Advocates for resolute border security make economic, rule-of-law and national-security arguments for tougher standards and controls of both legal and illegal immigration.

Americans support both a border wall and advanced technologies to increase security in a world of jihadism and weapons of mass destruction.

President Trump, who has asserted his “love” for the Dreamers, is balancing his “America First” / “The Business of America Is Business” policies with the facts on the ground and his knowledge that legal immigration is American.

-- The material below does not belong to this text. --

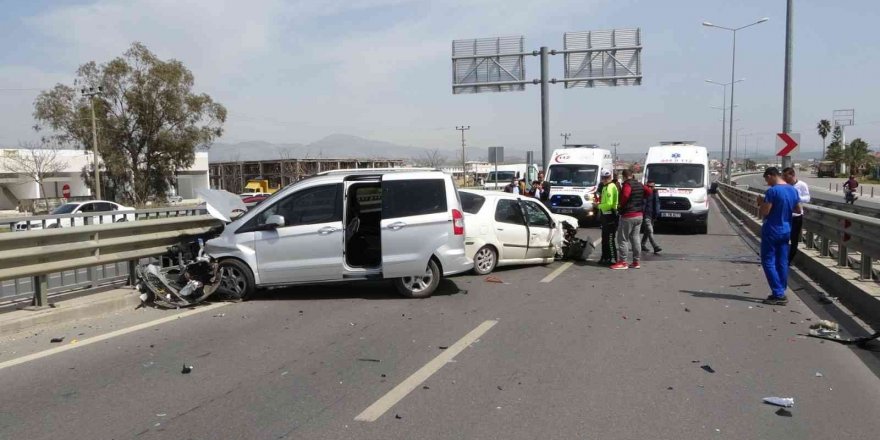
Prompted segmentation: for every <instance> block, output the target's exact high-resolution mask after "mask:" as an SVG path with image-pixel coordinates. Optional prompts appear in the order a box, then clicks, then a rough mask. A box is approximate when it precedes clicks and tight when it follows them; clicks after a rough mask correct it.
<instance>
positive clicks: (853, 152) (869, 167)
mask: <svg viewBox="0 0 880 440" xmlns="http://www.w3.org/2000/svg"><path fill="white" fill-rule="evenodd" d="M843 158H844V160H845V161H846V166H847V168H848V169H849V170H850V173H853V174H864V173H865V172H867V171H868V170H869V169H870V167H871V165H873V164H874V155H873V154H872V153H871V149H870V148H869V146H868V143H867V142H865V141H864V140H862V138H857V139H853V141H852V142H850V143H849V145H847V147H846V150H845V151H844V152H843Z"/></svg>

President Barack Obama repeatedly asserted he lacked unilateral authority to keep the Dreamers, but he did so anyway. President Trump has been well advised to return the policy issues to Congress.


Larry Greenfield has been a Fellow of the Claremont Institute, the Tikvah Advanced Institute, and the Wexner Heritage Foundation. He is former executive director of the California Republican Jewish Coalition, the Reagan Legacy Foundation, and the Jewish Institute for National Security Affairs.